Thursday, November 29, 2012

Ghost in the Graveyard (not a Halloween post)

I starting typing this in my Facebook status, and then realized how long it was getting and decided, why not blog it instead? I've had a hankering to write something anyway.  So, a0 long Facebook status, or short blog post, either way, I have a stupid little story to tell.

My running group meets at 5:00 am on Thursdays.  Yes, I said FIVE O CLOCK in the freezing your tail off crack o' dawn AM.  And I have to drive about 10-15 minutes to meet them.  That means I have to wake up about 4:30 to get dressed, and then drive.

Today, (like a lot of Thursdays lately), I hit snooze when my alarm went off.  More than once.  After the third time (sorry, hubby) I decided to just turn it off and go back to sleep.  Lazy me.  Bless (or curse) Scooter, the dog, because not 2 minutes after I turned off my alarm, he starting barking.

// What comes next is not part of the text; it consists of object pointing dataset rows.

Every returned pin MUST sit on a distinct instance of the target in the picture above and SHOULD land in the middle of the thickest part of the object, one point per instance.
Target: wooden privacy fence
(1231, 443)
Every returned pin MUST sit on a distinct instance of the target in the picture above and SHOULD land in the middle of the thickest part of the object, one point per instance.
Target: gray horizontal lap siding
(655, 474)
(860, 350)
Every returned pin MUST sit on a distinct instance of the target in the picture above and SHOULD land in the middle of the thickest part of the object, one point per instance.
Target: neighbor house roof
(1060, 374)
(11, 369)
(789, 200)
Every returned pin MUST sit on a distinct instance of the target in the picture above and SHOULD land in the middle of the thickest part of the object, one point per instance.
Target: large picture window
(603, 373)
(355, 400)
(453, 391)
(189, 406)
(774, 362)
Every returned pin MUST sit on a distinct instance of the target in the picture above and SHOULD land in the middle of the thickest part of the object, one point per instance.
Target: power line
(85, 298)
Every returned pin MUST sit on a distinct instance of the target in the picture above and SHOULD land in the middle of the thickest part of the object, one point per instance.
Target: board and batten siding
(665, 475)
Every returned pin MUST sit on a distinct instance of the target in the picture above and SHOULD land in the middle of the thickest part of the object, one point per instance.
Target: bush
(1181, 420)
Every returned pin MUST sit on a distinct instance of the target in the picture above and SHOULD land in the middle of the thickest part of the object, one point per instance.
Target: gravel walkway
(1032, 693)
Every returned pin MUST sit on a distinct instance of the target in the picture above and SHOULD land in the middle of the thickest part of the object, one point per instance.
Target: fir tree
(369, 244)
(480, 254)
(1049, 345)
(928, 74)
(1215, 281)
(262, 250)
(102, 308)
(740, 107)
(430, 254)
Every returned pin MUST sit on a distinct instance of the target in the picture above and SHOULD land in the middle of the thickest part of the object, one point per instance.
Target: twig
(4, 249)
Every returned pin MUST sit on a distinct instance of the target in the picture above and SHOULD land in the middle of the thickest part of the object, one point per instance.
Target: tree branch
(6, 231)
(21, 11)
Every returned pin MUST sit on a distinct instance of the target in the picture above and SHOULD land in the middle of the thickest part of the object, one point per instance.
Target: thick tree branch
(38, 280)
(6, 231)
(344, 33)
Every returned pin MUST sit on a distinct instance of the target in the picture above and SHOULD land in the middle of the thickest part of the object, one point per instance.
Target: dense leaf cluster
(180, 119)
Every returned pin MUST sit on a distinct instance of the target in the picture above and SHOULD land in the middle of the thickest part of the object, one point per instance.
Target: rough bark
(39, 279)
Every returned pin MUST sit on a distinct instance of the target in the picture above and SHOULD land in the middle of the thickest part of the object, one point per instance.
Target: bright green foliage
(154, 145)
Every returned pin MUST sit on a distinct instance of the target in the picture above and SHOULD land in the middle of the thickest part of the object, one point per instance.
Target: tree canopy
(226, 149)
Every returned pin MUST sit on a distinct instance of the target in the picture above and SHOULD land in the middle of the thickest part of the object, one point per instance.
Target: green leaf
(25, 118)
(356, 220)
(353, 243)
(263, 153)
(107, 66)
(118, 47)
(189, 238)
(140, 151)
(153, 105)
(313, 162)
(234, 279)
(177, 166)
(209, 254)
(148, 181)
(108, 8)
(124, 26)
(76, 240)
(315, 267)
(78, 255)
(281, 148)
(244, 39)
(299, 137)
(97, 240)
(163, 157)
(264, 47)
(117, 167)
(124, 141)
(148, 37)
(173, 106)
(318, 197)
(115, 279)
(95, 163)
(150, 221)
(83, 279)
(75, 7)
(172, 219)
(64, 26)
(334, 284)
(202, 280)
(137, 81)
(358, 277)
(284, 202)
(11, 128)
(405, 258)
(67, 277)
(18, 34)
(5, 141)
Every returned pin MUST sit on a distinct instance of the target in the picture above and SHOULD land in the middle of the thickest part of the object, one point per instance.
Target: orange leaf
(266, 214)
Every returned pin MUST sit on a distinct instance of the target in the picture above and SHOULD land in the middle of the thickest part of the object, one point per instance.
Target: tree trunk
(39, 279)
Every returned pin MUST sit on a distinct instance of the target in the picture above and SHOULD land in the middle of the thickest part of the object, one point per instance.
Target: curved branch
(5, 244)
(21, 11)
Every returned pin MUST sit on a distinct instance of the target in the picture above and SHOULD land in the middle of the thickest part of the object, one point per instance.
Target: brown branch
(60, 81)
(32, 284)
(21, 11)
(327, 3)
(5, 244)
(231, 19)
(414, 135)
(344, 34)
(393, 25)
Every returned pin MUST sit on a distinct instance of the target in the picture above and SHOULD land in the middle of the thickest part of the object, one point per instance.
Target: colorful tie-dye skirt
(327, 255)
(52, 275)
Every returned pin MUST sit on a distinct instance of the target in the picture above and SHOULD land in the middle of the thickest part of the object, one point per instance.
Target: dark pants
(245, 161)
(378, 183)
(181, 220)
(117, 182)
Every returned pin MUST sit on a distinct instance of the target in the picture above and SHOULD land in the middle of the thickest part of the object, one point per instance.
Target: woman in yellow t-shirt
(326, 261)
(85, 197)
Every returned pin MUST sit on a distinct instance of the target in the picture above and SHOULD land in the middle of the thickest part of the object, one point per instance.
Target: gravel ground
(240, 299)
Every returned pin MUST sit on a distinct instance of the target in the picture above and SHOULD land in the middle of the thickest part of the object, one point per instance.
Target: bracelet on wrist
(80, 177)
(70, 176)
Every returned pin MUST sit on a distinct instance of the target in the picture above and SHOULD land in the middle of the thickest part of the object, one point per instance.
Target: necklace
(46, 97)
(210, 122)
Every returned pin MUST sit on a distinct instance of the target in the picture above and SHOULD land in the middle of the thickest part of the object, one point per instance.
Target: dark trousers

After I got up to let him out, I figured I might as well, get dressed and go run.

It took me a few minutes to find my group.  There are a few different routes they might take, so I had to gamble.  Finally, I found them, pulled up ahead, parked and hopped out to join them.

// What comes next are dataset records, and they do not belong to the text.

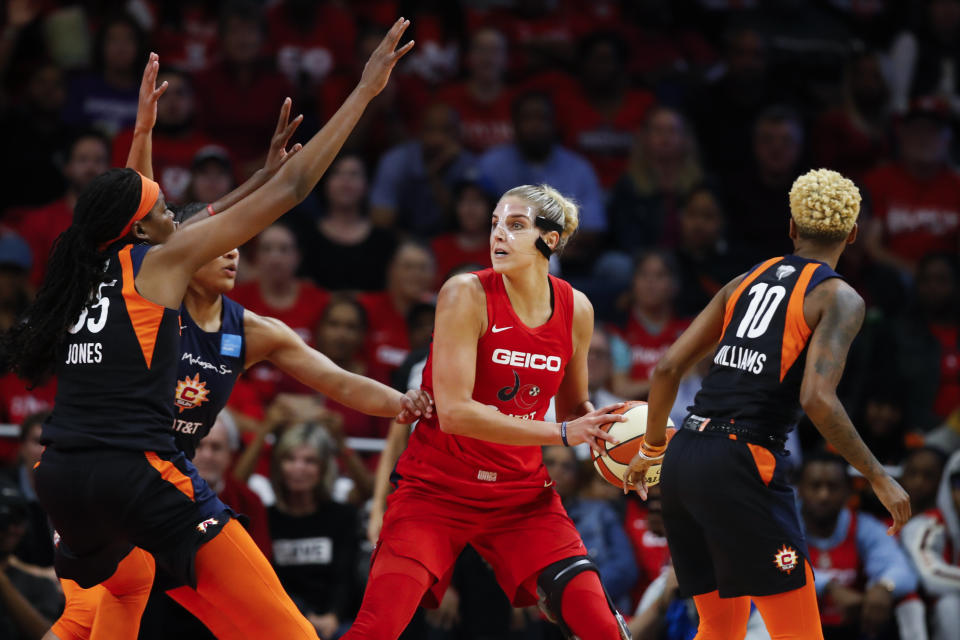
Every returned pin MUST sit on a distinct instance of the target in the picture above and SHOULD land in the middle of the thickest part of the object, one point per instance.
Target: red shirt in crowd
(243, 116)
(449, 255)
(482, 124)
(388, 341)
(316, 49)
(39, 228)
(172, 158)
(605, 140)
(948, 395)
(646, 348)
(919, 216)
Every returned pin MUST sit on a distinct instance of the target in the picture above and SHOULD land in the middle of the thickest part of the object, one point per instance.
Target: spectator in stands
(662, 171)
(410, 279)
(28, 604)
(725, 111)
(703, 261)
(600, 369)
(36, 547)
(107, 97)
(598, 117)
(347, 251)
(932, 538)
(15, 290)
(310, 39)
(241, 92)
(176, 139)
(922, 471)
(599, 525)
(483, 98)
(470, 243)
(651, 326)
(925, 344)
(853, 137)
(412, 188)
(314, 538)
(89, 156)
(924, 61)
(915, 202)
(861, 573)
(757, 206)
(211, 175)
(537, 157)
(35, 141)
(213, 460)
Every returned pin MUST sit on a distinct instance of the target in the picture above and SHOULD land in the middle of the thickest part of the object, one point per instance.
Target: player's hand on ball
(376, 72)
(587, 429)
(414, 404)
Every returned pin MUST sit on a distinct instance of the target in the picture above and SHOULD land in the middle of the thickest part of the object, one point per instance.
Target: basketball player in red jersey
(507, 339)
(781, 333)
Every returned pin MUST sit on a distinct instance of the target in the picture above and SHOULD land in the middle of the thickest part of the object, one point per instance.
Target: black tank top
(758, 365)
(117, 368)
(209, 366)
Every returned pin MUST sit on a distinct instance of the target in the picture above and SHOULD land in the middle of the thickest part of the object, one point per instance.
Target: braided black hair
(74, 269)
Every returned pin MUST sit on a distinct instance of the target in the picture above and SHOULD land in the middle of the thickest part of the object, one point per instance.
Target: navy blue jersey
(758, 365)
(209, 366)
(116, 368)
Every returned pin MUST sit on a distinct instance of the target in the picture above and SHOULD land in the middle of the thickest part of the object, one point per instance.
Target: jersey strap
(145, 315)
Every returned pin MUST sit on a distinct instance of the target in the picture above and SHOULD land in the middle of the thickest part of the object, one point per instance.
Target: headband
(149, 192)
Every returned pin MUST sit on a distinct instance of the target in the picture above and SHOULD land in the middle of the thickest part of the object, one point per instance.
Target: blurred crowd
(678, 127)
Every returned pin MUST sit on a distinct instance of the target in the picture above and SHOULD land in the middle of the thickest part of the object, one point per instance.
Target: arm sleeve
(924, 539)
(883, 558)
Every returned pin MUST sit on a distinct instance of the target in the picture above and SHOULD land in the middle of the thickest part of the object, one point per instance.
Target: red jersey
(841, 564)
(40, 228)
(518, 370)
(918, 216)
(482, 124)
(388, 340)
(172, 158)
(646, 348)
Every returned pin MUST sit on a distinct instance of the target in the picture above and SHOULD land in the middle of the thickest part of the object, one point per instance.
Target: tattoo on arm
(839, 324)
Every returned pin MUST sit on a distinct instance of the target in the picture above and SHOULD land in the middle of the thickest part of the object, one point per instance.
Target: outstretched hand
(376, 72)
(149, 95)
(278, 153)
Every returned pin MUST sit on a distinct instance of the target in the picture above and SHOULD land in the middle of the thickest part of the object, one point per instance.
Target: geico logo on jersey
(740, 358)
(526, 360)
(191, 392)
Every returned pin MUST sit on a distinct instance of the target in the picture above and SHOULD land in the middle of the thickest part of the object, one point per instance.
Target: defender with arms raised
(781, 334)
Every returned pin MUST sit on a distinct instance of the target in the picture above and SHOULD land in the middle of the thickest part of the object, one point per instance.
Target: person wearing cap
(27, 602)
(15, 263)
(211, 175)
(932, 539)
(916, 200)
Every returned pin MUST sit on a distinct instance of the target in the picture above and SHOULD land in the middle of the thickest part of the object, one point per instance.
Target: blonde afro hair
(552, 205)
(824, 205)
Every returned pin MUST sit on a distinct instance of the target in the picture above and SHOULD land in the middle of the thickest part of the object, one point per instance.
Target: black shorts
(731, 517)
(103, 503)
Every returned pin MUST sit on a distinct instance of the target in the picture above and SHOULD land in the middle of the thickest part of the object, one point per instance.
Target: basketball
(613, 467)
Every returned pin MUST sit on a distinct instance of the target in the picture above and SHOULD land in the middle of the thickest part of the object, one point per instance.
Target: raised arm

I have a lot of people ask how can I run 6 months pregnant.  Well, honestly, it's not that different than running not pregnant, except that I have to stop 2-3 times during my run, when nature calls.  It's really not that different than any other time of day for us pregnant folk.  I've already had to take a break from writing this post and make a pit stop.  (Dear baby, my bladder is NOT a trampoline!).

So, I started running with my group about 2 miles into their run, ran the length of the course, and thought, well, I'll just make up the difference in mileage and run back to my car.  No biggie.  I'll just be a few minutes later than normal.

Another thing about me and running.  I am a social runner.  Through and through.  I NEVER run alone.  Unless I'm running interval sprints on the treadmill at the gym, and that's really only for like 15 minutes, so it doesn't count.  And running in the dark doesn't really bother me so much, but that's probably because I'm always running with someone.

After I said goodbye to my friends, and went along my merry way, back to my car, I soon realized that, um, yeah, I'm running alone.  At 6:15 in the morning.  In the dark.  I didn't really get scared, per se, but of course, I was more cautious.  I don't want to get hit by a car (it's a lot easier to see a pack of runners in the dark, than a single one).  And I didn't have my ipod.  I had my phone, but no earbuds.  The miles get kinda long and boring without music or conversation.  It gets in my head.  I could tell I slowed down, but knowing I wanted to get it overwith, I refused to walk.  As I turned the last corner on the road where I parked, and trudged up one of those stupid hills that doesn't feel like a hill when you driving it, but feels like Mt. Everest when your running it (ok I walked a little bit), I crested the top and then it hit me.

I parked at the cemetary.  Duh.  Running alone.  Darkness.  Cemetary.  Nah, that's not scary AT ALL!  I totally had a Thriller moment. Good thing I was finishing a run, and had some good endorphins going, and I was in a good mood, or it could've gotten ugly.  I just kept telling myself, if all of these people buried here decided to come back for a visit, they're not going to visit their decomposing bodies, they'll go visit their still-living loved ones.  I'm not going to see a ghost today.

That didn't stop me from sprinting to my car, and peeling out of there as fast as I could.